Leia a entrevista completa:

O governador Cláudio Castro (PL) disse que organizará agendas para Bolsonaro na Zona Oeste, na Baixada e em São Gonçalo. O que o senhor pretende fazer para ajudar Lula?

É uma receita meio óbvia, né? Não por acaso, nós também estamos planejando encontros na Zona Oeste, na Baixada e em São Gonçalo, Maricá e Niterói. O mais importante é alertar as pessoas sobre o que Bolsonaro fez pelo Rio. Lembro quando ele botou um suposto carioca que é candidato a governador de São Paulo (referência ao ex-ministro da Infraestrutura, Tarcísio de Freitas) para destruir o Aeroporto do Galeão no modelo de concessão e privilegiar Guarulhos. Não existe qualquer programa do governo federal hoje para urbanizar favelas da Zona Oeste e da Zona Norte. O que tem de relação hoje é o pagamento do BRT Transbrasil, recurso que eu consegui no governo Lula.

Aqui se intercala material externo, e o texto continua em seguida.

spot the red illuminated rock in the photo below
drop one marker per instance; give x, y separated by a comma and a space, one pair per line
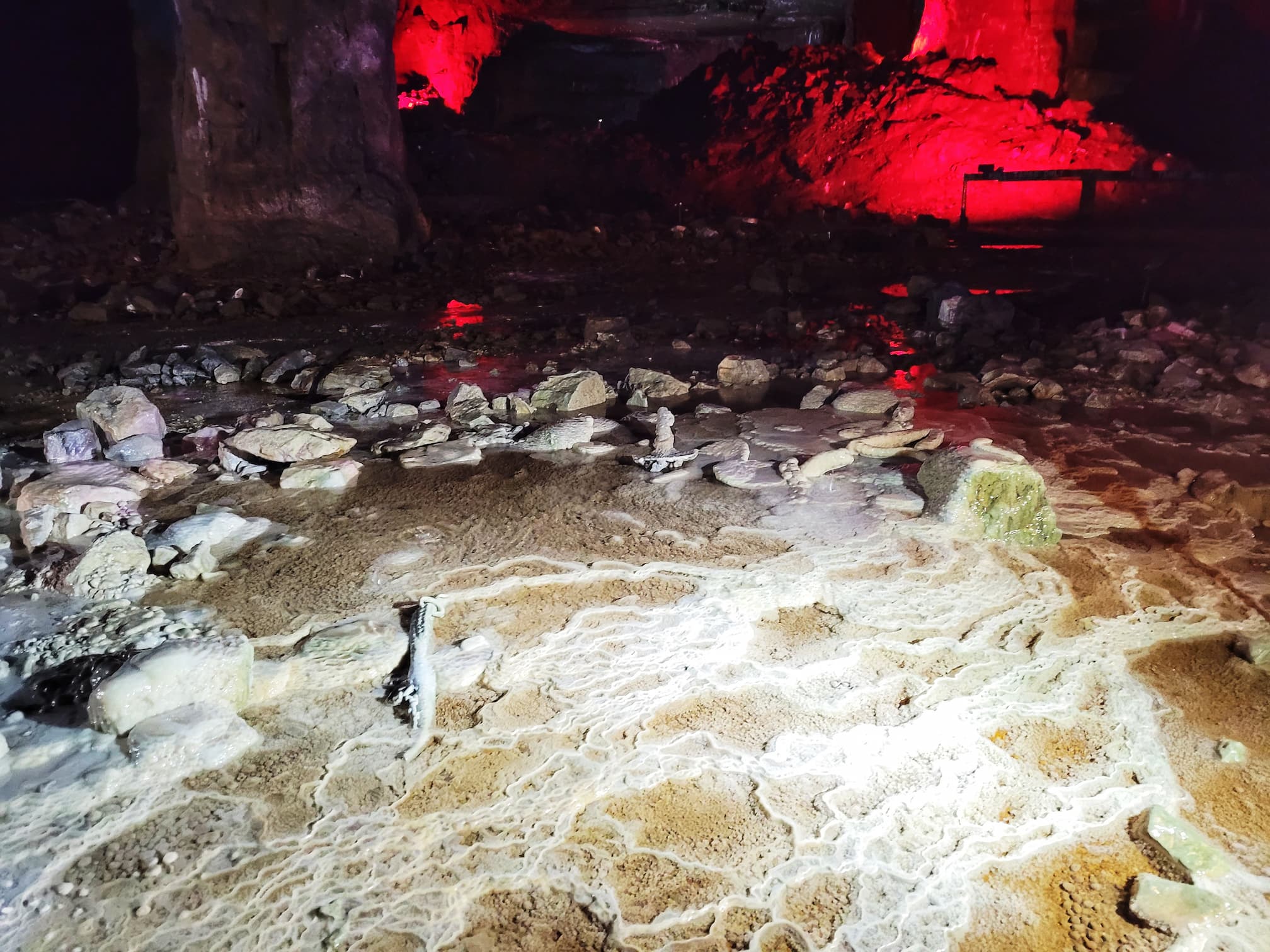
764, 130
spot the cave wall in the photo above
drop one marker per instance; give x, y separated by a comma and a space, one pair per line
289, 147
1027, 38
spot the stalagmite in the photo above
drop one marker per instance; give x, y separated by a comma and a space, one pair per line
421, 694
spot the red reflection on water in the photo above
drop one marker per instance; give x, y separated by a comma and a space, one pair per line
459, 314
912, 378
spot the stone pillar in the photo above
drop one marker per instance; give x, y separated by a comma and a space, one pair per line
1027, 38
289, 146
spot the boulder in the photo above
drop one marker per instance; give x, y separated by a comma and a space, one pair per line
580, 390
222, 531
742, 372
287, 363
163, 472
121, 413
202, 737
1172, 907
290, 443
433, 433
655, 383
70, 488
360, 373
335, 475
1189, 851
988, 493
72, 442
466, 403
748, 473
609, 332
363, 402
113, 567
134, 451
169, 677
865, 402
457, 452
360, 652
816, 398
562, 434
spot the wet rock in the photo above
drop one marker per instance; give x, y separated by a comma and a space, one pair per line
580, 390
171, 677
203, 442
121, 413
562, 434
305, 380
72, 442
826, 462
235, 465
1172, 907
466, 403
362, 652
1217, 489
609, 333
1255, 375
1186, 847
191, 739
287, 365
765, 280
665, 457
134, 451
361, 373
869, 365
884, 446
336, 475
200, 564
511, 407
399, 412
816, 398
1047, 388
221, 531
729, 448
747, 473
456, 453
655, 385
212, 362
988, 492
113, 567
87, 312
742, 372
363, 402
290, 443
865, 402
433, 433
70, 488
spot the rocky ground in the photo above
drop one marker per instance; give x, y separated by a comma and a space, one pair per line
816, 586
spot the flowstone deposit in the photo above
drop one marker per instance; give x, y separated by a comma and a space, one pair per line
671, 742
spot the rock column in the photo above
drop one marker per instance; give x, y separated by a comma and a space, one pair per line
289, 147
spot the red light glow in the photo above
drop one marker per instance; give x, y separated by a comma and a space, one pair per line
1022, 36
446, 42
913, 378
820, 127
460, 314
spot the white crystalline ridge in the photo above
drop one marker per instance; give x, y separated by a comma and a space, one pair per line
947, 645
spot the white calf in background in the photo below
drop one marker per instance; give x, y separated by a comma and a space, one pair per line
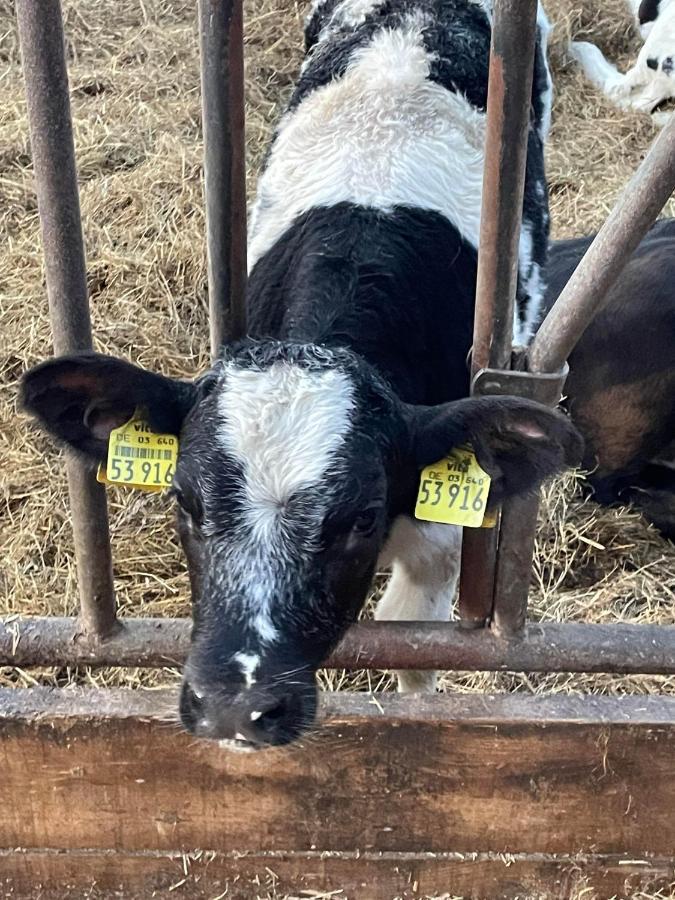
651, 81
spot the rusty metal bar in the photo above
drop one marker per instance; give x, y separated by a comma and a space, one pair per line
51, 135
222, 77
584, 295
548, 647
514, 565
508, 110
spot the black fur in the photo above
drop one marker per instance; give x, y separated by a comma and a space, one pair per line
398, 288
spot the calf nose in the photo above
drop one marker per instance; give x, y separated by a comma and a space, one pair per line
260, 718
248, 719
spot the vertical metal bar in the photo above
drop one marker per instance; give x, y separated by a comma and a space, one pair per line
44, 67
514, 564
222, 76
508, 111
583, 296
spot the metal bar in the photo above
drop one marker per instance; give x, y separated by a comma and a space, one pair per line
548, 647
222, 77
508, 111
477, 576
514, 565
51, 135
584, 295
508, 115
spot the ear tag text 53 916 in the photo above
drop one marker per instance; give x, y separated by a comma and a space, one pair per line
455, 491
139, 457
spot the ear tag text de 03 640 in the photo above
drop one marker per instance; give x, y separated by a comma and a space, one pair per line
454, 491
139, 457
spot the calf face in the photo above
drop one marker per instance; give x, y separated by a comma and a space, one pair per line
294, 461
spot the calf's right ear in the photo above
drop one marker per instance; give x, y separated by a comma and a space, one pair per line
80, 399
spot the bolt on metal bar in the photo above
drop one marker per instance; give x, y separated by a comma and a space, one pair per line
584, 295
545, 647
508, 110
222, 78
51, 135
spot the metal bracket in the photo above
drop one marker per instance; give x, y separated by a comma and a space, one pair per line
545, 388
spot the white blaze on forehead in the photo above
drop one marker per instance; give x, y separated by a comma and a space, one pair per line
248, 663
284, 425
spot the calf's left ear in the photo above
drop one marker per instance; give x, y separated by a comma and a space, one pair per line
519, 443
80, 399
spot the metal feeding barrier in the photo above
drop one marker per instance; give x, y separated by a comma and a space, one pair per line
492, 632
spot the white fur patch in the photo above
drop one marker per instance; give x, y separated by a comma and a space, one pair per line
641, 88
382, 135
530, 274
248, 663
284, 425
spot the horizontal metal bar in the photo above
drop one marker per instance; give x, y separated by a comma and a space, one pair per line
547, 647
584, 294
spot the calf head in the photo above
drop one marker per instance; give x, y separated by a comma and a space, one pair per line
294, 461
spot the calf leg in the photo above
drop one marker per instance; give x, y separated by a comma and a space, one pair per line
425, 560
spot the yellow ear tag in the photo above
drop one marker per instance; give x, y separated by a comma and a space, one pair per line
140, 458
455, 491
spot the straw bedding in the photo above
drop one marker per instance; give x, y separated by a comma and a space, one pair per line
135, 96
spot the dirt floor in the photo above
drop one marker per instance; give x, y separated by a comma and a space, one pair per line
135, 96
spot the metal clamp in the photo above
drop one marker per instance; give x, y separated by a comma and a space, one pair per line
545, 388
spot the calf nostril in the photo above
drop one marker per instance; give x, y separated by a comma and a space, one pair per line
266, 720
193, 701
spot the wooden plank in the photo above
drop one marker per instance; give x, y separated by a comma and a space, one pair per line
51, 875
470, 773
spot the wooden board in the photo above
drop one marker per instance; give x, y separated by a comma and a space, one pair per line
51, 875
423, 780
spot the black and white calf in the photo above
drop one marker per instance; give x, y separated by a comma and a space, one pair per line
651, 81
301, 449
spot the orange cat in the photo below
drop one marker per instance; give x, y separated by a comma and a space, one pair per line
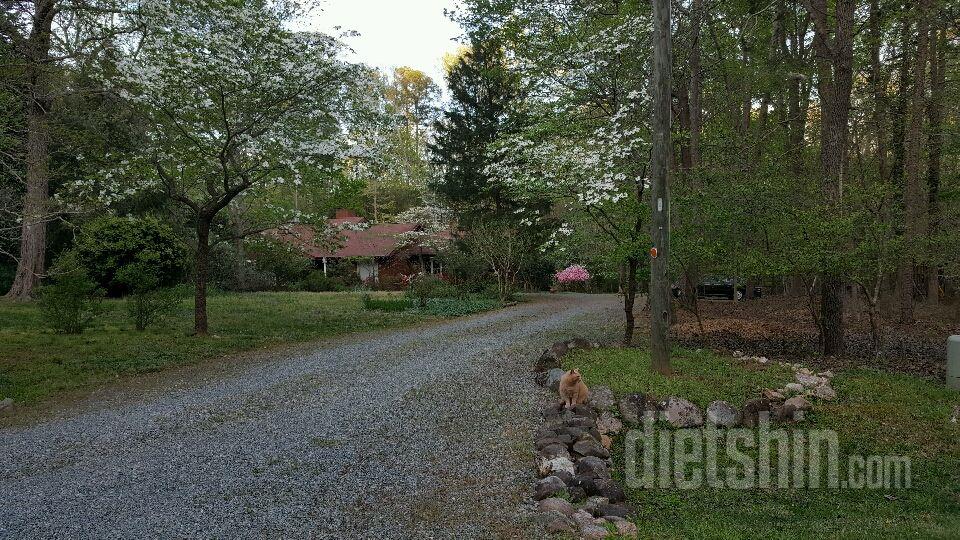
572, 390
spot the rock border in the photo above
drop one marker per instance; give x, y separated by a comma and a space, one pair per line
575, 491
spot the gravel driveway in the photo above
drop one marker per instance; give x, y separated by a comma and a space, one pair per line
423, 432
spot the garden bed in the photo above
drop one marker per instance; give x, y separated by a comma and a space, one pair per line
781, 327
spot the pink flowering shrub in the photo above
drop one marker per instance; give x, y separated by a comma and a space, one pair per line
573, 274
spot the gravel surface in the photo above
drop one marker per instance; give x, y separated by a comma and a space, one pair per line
423, 432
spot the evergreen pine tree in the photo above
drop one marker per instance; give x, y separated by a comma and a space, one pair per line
484, 104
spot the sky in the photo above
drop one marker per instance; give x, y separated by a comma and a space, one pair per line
393, 33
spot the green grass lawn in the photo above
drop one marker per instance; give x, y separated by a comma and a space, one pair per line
36, 363
876, 414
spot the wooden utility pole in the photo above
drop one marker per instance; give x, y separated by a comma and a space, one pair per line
659, 193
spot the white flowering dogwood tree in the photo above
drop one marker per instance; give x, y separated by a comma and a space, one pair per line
587, 147
231, 100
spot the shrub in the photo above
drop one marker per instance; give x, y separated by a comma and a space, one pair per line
288, 263
455, 307
73, 300
390, 303
107, 244
425, 286
148, 303
316, 281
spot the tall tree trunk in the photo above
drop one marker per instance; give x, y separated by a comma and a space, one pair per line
915, 205
833, 48
938, 74
696, 84
878, 85
629, 300
659, 192
35, 214
200, 326
898, 112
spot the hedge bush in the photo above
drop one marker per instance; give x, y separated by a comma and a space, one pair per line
73, 300
107, 244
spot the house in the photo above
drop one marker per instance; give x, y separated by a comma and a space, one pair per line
378, 253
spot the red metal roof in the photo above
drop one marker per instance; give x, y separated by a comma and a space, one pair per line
374, 241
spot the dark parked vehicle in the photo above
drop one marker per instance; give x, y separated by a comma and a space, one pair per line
720, 287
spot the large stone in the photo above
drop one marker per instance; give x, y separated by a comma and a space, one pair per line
606, 441
553, 379
555, 504
682, 413
810, 381
625, 528
584, 411
798, 403
585, 484
592, 505
590, 447
607, 510
594, 532
825, 392
557, 523
793, 388
772, 395
593, 467
554, 451
548, 487
549, 466
754, 410
582, 517
577, 493
794, 409
602, 398
580, 421
549, 440
633, 406
566, 476
722, 414
608, 424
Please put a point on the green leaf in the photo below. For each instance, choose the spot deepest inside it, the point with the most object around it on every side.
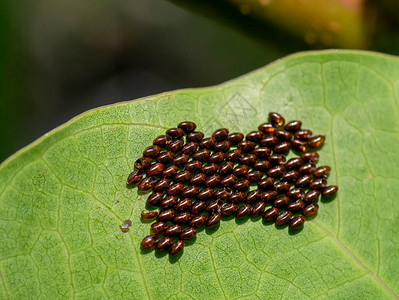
(63, 198)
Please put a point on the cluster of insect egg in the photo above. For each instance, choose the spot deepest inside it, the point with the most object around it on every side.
(197, 181)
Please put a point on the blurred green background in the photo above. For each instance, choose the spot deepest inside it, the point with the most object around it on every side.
(61, 58)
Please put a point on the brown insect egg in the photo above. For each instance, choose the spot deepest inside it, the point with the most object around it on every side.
(154, 199)
(276, 119)
(226, 168)
(208, 143)
(183, 176)
(134, 177)
(176, 247)
(330, 191)
(220, 134)
(152, 151)
(162, 140)
(234, 155)
(297, 223)
(175, 145)
(271, 214)
(148, 242)
(254, 136)
(246, 146)
(283, 218)
(189, 148)
(235, 138)
(195, 136)
(303, 134)
(143, 163)
(323, 171)
(170, 171)
(293, 126)
(187, 126)
(316, 141)
(184, 204)
(267, 128)
(217, 157)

Sua crítica a Bolsonaro, então, é mais em relação à falta de apoio ao Rio do que por alguma preocupação com ameaças à democracia?

Entendo esse debate da democracia. Ele é muito importante, mas acho que não é o principal tema a abordar nesse momento. O eleitor com quem a gente precisa conversar está mais preocupado com os hospitais federais do Rio que não funcionam, por exemplo. Como prefeito da segunda maior cidade do Brasil, fui chamado só uma vez a Brasília nesses dois anos e saí de lá com um lacinho de fita, uma agenda e uma caneta.

O senhor sempre manteve boa relação com lideranças evangélicas que hoje apoiam Bolsonaro, como os pastores Silas Malafaia e Abner Ferreira. O que acha possível fazer para melhorar o apoio a Lula nesse segmento?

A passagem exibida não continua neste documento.